‘Any child’s death is a tragedy’ Russian authorities launch negligence probe after 17-year-old SMA patient dies while awaiting medication
Investigators in Russia’s Novosibirsk region are looking into the circumstances surrounding the death of a 17-year-old girl, who was awaiting government-provided medication to treat spinal muscular atrophy (SMA). According to regional prosecutors, the girl was supposed to receive the medication on June 1 but died in the hospital on May 9. Investigators are still determining whether negligence on the part of government officials led to the teenager’s death. According to media reports, this is the third minor with SMA who has died in Siberia over the past year and a half. All three deaths involved patients who were waiting for the government to issue prescribed medications.
The death of a 17-year-old girl with spinal muscular atrophy (SMA) has prompted investigators in the Novosibirsk region to open a felony negligence case. According to regional investigators, preliminary data shows that the girl was in need of the drug risdiplam (marketed as Evrysdi), but wasn’t provided with it in time. The girl’s health deteriorated on May 9, and she was admitted to the hospital, where she died soon afterward.
The criminal investigation will assess whether government officials or the local administration failed to provide the girl with free medication, which resulted in the death of the minor, investigators said in a statement.
The Novosibirsk Regional Prosecutor’s Office also announced a probe into the circumstances surrounding the girl’s death. The prosecutors confirmed that the patient was 17 years old and was supposed to receive the medication on June 1.
Evgenia Goloyadova — president of the charitable foundation Save Life, which previously assisted the deceased — told the news site Tayga.Info that the girl’s death wasn’t related to a lack of the medication Evrysdi.

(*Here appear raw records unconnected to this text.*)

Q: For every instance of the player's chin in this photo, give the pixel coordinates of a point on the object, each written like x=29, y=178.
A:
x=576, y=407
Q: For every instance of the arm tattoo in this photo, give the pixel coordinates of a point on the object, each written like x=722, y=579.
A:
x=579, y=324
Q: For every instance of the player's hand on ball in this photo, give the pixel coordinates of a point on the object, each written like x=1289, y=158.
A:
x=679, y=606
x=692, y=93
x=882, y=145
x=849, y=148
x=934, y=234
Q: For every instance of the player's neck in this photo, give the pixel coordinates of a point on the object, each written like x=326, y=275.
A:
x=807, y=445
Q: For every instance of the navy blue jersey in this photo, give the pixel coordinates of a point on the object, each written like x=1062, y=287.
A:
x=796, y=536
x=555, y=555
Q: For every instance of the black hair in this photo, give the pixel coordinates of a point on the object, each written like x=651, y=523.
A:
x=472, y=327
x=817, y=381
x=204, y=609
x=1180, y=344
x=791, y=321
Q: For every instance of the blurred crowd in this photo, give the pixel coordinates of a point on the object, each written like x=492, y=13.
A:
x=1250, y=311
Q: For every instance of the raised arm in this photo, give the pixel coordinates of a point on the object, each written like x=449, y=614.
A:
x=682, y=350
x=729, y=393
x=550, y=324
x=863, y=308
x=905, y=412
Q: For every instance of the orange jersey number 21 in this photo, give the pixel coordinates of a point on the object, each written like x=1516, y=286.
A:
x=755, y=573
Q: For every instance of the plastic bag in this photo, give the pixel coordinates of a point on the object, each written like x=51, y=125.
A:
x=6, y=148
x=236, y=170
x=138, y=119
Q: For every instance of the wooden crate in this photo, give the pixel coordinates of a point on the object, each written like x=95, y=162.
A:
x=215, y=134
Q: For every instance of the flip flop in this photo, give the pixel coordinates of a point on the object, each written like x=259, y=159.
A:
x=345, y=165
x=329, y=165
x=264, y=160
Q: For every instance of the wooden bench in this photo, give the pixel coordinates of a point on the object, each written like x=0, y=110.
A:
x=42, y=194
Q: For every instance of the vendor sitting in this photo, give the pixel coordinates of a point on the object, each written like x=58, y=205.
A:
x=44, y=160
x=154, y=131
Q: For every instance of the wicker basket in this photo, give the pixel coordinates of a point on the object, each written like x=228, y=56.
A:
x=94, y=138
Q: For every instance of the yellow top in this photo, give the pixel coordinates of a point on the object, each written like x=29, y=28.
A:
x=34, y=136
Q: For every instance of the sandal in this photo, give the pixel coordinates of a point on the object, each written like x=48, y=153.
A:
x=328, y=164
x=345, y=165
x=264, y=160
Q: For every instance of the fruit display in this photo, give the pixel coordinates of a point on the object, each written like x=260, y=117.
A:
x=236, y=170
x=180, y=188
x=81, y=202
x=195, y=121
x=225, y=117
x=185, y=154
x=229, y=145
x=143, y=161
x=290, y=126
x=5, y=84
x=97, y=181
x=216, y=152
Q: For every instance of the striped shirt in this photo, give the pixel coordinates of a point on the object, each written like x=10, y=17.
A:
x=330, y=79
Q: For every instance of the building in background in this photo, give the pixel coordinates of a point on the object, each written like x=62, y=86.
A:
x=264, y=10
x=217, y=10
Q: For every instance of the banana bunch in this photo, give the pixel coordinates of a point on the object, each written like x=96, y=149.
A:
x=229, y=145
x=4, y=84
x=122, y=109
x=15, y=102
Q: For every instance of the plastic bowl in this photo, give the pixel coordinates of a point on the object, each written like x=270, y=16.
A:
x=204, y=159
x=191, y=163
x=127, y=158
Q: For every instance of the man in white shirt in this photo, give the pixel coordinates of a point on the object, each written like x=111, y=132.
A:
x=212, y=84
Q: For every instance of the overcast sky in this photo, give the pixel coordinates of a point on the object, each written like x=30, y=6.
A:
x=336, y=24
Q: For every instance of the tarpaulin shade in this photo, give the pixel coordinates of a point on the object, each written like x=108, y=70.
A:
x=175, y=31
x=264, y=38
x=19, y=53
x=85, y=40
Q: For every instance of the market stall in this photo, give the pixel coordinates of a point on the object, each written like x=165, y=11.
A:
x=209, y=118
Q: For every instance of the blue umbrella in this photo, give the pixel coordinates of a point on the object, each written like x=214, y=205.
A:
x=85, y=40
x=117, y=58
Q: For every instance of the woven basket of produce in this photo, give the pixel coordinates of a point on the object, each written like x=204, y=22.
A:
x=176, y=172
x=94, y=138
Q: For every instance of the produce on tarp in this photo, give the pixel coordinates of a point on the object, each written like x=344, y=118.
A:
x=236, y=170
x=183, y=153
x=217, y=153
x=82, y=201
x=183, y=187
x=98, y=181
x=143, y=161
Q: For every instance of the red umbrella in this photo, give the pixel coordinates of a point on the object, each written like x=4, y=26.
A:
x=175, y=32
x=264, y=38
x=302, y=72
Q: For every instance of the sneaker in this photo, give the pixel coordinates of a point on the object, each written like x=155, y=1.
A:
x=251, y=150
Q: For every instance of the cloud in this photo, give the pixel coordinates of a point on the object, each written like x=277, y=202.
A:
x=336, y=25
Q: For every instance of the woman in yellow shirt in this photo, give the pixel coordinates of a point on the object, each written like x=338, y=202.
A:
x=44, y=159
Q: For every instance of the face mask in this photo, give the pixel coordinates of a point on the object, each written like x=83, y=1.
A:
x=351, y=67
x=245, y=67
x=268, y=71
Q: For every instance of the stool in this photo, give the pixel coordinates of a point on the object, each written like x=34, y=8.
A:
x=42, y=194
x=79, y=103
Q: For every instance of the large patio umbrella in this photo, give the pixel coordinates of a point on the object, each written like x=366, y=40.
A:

“The problem here isn’t that the drug wasn’t issued, the Health Ministry is in no way to blame. There is such a thing as doctors’ ignorance. And the problem is complex: [it’s] in the training of specialists, in the legislation. Any child’s death is a tragedy, especially when this death could have been prevented, but there’s no maliciousness here, you can’t assign blame.”
As Tayga.Info notes, this marks the third death of a child with SMA in Siberia over the past year and a half. In 2020, a two-year-old boy died in the Krasnoyarsk territory; he was prescribed the drug nusinersen (marketed as Spinraza), but officials didn’t provide the medication on time.
After the boy’s death, his father, Nikita Rukosuev, protested outside of the regional government building with a sign that read, “Governor, who will answer for the death of my son?”. Regional investigators opened felony cases for negligence and death by negligence. The investigation was later transferred to the Investigative Committee’s central office.
In March 2021, another boy with SMA died in the Krasnoyarsk territory just two days before his first birthday. He had been prescribed Spinraza, as well, but the drug was provided only six months later, after his condition had deteriorated. The child died in the ambulance that was supposed to bring him to the hospital to receive the medication. After his death, the territory’s Investigative Committee branch also opened a negligence case.
According to the charitable foundation SMA Families, as of November 2020, there were 1,048 patients in Russia with spinal muscular atrophy, including 823 children. The foundation estimates that there are actually 3,000–5,000 people with SMA living in Russia.
Spinraza and Evrysdi are the only two drugs registered in Russia for treating SMA. Approved for use in August 2019, Spinraza is injected into the spinal cord several times a year — a single injection costs $125,000. Evrysdi, an at-home oral treatment that has to be taken daily, was approved in November 2020 — an annual supply costs $340,000.
Despite the fact that Spinraza and Evrysdi are registered for use in Russia and are supposed to be purchased with government funds, it can be difficult for people with SMA to obtain these medications due to their high cost. As Meduza has reported previously, Russians with rare diseases often have to battle with government officials to get the medicines they need.
In other countries, there’s another drug used to treat SMA — Zolgensma. It’s priced at more than $2 million per dose, making it the most expensive medication in the world. Unlike Spinraza and Evrysdi, there are limitations on the use of Zolgensma and a patient can only receive this injection once. Zolgensma isn’t registered for use in Russia as of yet. The drug’s manufacturer applied for registration in July 2020.
The Circle of Kindness Foundation, which Russian President Vladimir Putin established in early 2021 to help children with rare diseases (using revenue from increasing personal income tax for Russia’s high-earners), has promised that all SMA patients in Russia will be provided with the medicines they need by the end of the year.